Yes, I can expand on that.

It is the right of the owner of a given journal to decide who can read any 
given post of theirs. That right extends to not having to field questions from 
readers about why a given post isn't open to their entire friendslist, who on 
the friendslist is or isn't included on a given filter, etc. If there is that 
much drama going on between various people on someone's friendslist, it is up 
to the individuals involved with the drama to deal with it like adult human 
beings, rather than forcing everyone else of their mutual acquaintance to 
become involved in the conflict whether they have anything to do with it or not.

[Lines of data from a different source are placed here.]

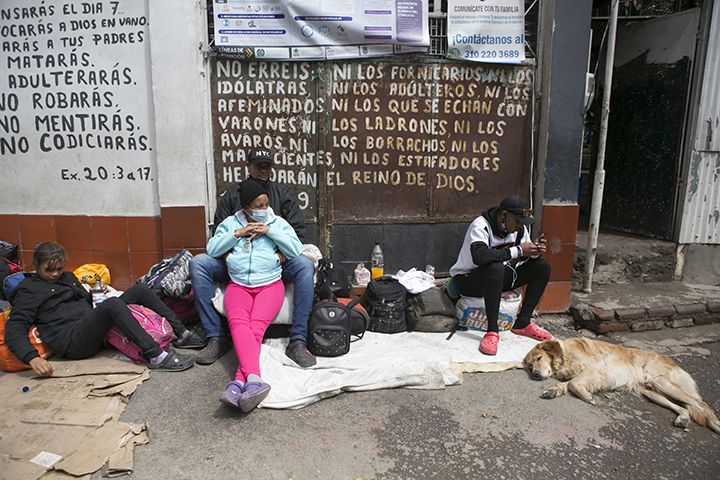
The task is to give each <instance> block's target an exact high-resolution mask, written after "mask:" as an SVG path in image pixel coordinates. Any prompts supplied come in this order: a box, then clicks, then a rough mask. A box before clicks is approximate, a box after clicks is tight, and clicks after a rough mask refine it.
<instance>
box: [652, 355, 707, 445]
mask: <svg viewBox="0 0 720 480" xmlns="http://www.w3.org/2000/svg"><path fill="white" fill-rule="evenodd" d="M669 377H670V378H662V379H661V380H659V381H657V380H656V381H654V382H651V383H652V387H653V388H654V389H655V390H656V391H658V392H659V393H661V394H663V395H665V396H666V397H668V398H669V399H672V400H675V401H676V402H678V403H680V404H681V405H684V406H685V408H686V409H687V411H688V414H689V415H690V418H692V419H693V421H694V422H695V423H697V424H698V425H700V426H703V427H708V428H709V429H710V430H712V431H714V432H715V433H718V434H720V420H718V418H717V417H716V416H715V414H714V413H713V411H712V410H710V407H709V406H708V404H707V403H705V402H703V400H702V397H701V396H700V393H699V392H698V390H697V384H696V383H695V381H694V380H693V379H692V377H691V376H690V375H689V374H688V373H687V372H685V371H684V370H681V369H677V370H673V371H671V372H670V375H669Z"/></svg>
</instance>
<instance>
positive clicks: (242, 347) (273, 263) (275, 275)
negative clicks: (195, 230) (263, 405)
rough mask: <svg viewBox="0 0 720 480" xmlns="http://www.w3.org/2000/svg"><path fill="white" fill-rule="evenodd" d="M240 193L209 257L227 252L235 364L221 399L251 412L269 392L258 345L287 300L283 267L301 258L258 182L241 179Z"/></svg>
mask: <svg viewBox="0 0 720 480" xmlns="http://www.w3.org/2000/svg"><path fill="white" fill-rule="evenodd" d="M239 193H240V205H241V207H242V208H241V210H240V211H239V212H237V213H236V214H235V215H233V216H230V217H228V218H226V219H225V220H224V221H223V222H222V223H221V224H220V225H219V226H218V228H217V230H216V231H215V236H213V237H212V238H211V239H210V241H209V242H208V245H207V253H208V255H210V256H211V257H215V258H220V257H222V256H223V255H225V254H228V256H227V258H226V259H225V261H226V263H227V266H228V274H229V275H230V283H229V284H228V287H227V289H226V290H225V311H226V313H227V317H228V324H229V326H230V334H231V336H232V340H233V345H234V346H235V353H236V354H237V357H238V362H239V365H238V369H237V372H236V373H235V380H233V381H232V382H230V383H228V385H227V387H225V391H224V392H223V394H222V395H220V401H221V402H223V403H226V404H228V405H231V406H234V407H240V409H242V411H244V412H249V411H250V410H252V409H253V408H255V407H256V406H257V405H258V404H259V403H260V402H262V401H263V400H264V399H265V397H267V395H268V393H270V385H269V384H268V383H266V382H264V381H263V379H262V377H261V376H260V346H261V345H262V339H263V335H264V334H265V330H267V327H268V325H270V322H272V320H273V318H275V316H276V315H277V313H278V312H279V311H280V307H282V302H283V298H284V296H285V286H284V285H283V283H282V280H281V276H282V264H283V262H284V261H285V260H286V259H290V258H294V257H296V256H298V255H300V253H301V252H302V244H301V243H300V240H298V237H297V235H296V234H295V230H293V228H292V227H291V226H290V224H289V223H288V222H287V221H285V220H284V219H282V218H280V217H277V216H275V214H274V212H273V210H272V208H270V206H269V203H268V196H267V192H266V191H265V189H264V188H263V187H261V186H260V184H258V183H257V182H255V181H253V180H252V179H248V180H245V181H244V182H243V183H242V184H241V185H240V191H239Z"/></svg>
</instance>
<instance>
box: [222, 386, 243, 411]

How is it "dangerous" for the person creating the filter to have more 
information about who is seeing what they're posting than the people seeing the 
posts? The only people it seems like it would be "dangerous" to are the readers 
of a friendslocked post who might choose to break friendslock by then 
discussing the friendslocked post with someone they made the mistake of 
assuming was included in the discussion. The simple solution there is not to 
violate the basic principle of a friendslock: you can either ask the original 
poster if it's okay for you to discuss a given post with another specific 
person, or don't discuss it outside of that post. If you don't feel comfortable 
asking the original poster for permission to discuss the post with another 
person who might not have been included in the filter, then it's probably 
something you shouldn't be discussing with other people anyway.


principia_coh
Alexis Carpenter

-------------- Original message -------------- 
From: zvi <[email protected]> 
Can you expand on that? I honestly don't understand how it becomes less private 
to tell people "restricted beyond just the friendslist" and it strikes me as 
dangerous for the person doing the locking, as those on the filter are left to 
assume that everyone trusted by the OP is in on the discussion, rather than 
some subset.


On Tue, Jan 13, 2009 at 1:59 PM, <[email protected]> wrote:


Yes. The privacy involved in choosing to have a filter extends to disclosing 
whether or not there is a filter in use.